Elle est boursière Hope and Spirit
Afin de progresser, Ruby avait besoin de partenaires pour les entraînements. Elle a frappé à la porte de quelques clubs qui étaient réticents à cause de son autisme. Via une connaissance, elle est entrée en contact avec un personnage : Daniel Meyers. Le fondateur d’Hope and Spirit l’a accueillie les bras ouverts. "Sans lui poser de question, il l’a mise sur un terrain avec ses joueurs. Il a mis une protection autour d’elle. Il lui a aussi offert une bourse et des sponsors. Artengo lui verse 2.000 euros par an pour s’acheter des sacs, des raquettes et des vêtements."
Sa sœur jumelle : "Je suis fière d’elle"
Mallory regarde aussi sa sœur martyriser les balles. Très mature du haut de ses 17 ans, elle porte un regard doux sur Ruby. "Nous avons nos moments de complicité. Entre les jumeaux, il existe un lien. Nous ne communiquons pas avec des mots, mais par le regard. On lit dans les pensées de l’autre." Et sa maman d’ajouter : "C’est Mallory qui reçoit le plus de câlins de Ruby."

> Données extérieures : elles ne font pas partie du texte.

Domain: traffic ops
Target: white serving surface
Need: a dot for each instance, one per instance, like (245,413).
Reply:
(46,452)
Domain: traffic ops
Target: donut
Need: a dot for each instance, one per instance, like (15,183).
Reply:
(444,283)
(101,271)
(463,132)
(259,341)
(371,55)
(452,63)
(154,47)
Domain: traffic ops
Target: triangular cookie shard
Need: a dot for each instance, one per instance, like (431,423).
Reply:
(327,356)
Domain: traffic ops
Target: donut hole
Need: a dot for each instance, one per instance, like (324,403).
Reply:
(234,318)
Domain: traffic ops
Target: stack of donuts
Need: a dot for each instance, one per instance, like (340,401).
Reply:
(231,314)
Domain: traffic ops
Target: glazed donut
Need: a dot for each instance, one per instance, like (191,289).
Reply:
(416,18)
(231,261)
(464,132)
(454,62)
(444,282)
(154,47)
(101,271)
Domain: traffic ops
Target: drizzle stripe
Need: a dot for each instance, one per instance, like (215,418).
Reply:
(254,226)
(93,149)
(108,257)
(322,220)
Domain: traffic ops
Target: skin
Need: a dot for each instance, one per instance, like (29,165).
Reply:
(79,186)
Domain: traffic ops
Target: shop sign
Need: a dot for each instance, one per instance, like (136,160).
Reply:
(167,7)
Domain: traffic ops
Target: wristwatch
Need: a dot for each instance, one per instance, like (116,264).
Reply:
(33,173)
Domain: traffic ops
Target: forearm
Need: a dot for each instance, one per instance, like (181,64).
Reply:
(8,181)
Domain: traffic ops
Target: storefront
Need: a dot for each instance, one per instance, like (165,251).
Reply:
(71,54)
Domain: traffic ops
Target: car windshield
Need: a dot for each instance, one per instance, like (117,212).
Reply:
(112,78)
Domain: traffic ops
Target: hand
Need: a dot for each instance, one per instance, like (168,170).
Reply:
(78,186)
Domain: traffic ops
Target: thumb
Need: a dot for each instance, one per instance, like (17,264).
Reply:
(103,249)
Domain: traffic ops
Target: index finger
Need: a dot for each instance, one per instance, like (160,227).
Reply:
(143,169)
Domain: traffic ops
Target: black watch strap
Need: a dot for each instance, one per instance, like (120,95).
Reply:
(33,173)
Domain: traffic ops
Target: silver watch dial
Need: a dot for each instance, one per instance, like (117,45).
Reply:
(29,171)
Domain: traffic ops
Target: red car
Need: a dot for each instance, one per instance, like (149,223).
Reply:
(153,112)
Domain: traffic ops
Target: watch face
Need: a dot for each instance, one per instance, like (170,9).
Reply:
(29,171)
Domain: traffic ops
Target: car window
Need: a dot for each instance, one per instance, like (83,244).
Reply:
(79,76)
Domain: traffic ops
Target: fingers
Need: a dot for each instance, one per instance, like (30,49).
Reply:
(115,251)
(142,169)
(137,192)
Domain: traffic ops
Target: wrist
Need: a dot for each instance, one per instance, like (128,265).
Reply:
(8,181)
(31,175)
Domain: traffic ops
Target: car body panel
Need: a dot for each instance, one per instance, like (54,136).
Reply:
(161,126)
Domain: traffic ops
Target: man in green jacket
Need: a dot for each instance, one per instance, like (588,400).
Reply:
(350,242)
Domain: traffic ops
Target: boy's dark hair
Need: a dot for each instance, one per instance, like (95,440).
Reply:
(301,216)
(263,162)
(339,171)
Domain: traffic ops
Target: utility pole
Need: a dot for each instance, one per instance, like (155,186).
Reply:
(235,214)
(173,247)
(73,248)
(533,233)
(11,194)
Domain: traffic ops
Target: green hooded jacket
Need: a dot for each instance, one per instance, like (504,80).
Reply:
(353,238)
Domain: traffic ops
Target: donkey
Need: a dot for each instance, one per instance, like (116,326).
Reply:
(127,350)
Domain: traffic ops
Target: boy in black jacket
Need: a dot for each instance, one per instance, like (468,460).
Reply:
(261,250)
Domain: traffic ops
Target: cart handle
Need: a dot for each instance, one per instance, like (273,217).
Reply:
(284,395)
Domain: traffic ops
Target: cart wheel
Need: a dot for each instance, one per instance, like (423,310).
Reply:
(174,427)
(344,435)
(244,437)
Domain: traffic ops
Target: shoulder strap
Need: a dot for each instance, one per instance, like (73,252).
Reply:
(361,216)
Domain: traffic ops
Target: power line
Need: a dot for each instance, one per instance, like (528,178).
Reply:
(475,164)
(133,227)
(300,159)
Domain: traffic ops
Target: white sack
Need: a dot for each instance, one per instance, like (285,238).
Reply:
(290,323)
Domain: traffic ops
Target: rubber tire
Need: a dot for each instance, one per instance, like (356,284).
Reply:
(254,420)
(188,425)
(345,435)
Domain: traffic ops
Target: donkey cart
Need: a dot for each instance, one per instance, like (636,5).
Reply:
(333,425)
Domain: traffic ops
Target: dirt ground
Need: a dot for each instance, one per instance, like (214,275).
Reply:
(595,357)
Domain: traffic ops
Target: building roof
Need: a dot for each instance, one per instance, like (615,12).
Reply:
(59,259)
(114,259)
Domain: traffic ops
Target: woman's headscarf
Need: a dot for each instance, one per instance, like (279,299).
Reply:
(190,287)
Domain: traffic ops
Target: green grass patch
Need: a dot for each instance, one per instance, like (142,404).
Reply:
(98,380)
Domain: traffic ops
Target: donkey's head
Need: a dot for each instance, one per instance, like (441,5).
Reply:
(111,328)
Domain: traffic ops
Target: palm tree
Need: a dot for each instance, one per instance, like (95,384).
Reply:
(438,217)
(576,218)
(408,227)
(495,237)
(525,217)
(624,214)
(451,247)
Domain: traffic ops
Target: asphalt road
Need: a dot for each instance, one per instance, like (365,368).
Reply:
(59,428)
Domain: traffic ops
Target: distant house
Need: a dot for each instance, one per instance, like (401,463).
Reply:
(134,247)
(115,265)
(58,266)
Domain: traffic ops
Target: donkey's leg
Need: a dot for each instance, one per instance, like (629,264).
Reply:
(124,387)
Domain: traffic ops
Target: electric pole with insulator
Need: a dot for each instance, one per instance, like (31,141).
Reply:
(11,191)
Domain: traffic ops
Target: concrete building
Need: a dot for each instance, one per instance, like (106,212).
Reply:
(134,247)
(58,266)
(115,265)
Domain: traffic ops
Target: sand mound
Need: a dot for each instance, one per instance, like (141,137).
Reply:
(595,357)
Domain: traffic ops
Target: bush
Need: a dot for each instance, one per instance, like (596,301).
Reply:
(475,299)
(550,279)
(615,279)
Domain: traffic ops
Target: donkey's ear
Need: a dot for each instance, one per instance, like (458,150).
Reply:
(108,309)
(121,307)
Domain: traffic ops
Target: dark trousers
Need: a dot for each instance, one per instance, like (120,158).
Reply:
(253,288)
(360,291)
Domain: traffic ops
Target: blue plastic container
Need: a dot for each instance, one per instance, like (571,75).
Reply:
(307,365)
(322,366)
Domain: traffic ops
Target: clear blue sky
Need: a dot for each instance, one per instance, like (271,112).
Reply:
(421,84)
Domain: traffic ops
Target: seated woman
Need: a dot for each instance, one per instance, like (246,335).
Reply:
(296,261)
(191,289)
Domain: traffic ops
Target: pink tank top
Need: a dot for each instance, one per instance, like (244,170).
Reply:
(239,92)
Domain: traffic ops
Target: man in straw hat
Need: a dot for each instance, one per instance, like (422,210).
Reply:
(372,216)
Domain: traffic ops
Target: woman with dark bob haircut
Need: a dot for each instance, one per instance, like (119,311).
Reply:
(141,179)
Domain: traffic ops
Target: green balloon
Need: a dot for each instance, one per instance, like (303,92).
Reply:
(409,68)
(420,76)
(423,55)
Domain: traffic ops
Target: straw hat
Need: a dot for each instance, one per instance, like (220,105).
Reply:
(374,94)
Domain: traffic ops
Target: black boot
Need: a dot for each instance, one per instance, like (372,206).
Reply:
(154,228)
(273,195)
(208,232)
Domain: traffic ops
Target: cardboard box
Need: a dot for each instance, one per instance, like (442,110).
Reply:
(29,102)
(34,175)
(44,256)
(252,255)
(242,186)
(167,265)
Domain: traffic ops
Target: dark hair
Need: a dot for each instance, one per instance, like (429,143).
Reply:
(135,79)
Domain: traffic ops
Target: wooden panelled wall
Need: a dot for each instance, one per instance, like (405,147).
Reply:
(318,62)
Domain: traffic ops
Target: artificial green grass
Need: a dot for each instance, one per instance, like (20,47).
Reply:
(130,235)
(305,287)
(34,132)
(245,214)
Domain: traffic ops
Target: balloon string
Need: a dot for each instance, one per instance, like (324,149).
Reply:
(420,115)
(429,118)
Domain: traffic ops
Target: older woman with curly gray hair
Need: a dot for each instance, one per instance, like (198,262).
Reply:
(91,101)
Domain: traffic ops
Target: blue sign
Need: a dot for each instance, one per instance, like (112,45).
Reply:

" Elle ne vivra pas du tennis"
Avant de regarder demain, Malika préfère voir tout le chemin parcouru depuis 17 ans. "Elle ne crie plus. Avant, elle était un animal sauvage. Elle est heureuse. Elle n’a pas de notion d’avenir. Je ne sais pas ce qu’elle fera. Elle ne vivra pas du tennis. Je ne veux pas qu’elle travaille pour un patron car elle a besoin d’être protégée. J’espère qu’un membre de la famille lancera une affaire et pourra la prendre sous son aile. Elle est douée au piano, mais je ne vois pas en quoi elle pourrait en faire son avenir."
Il y a deux semaines, Ruby a disputé son premier tournoi en dehors de la Belgique, mais l’expérience a été peu porteuse. "Pour arriver à un niveau très compétitif, il faut du talent et beaucoup d’argent."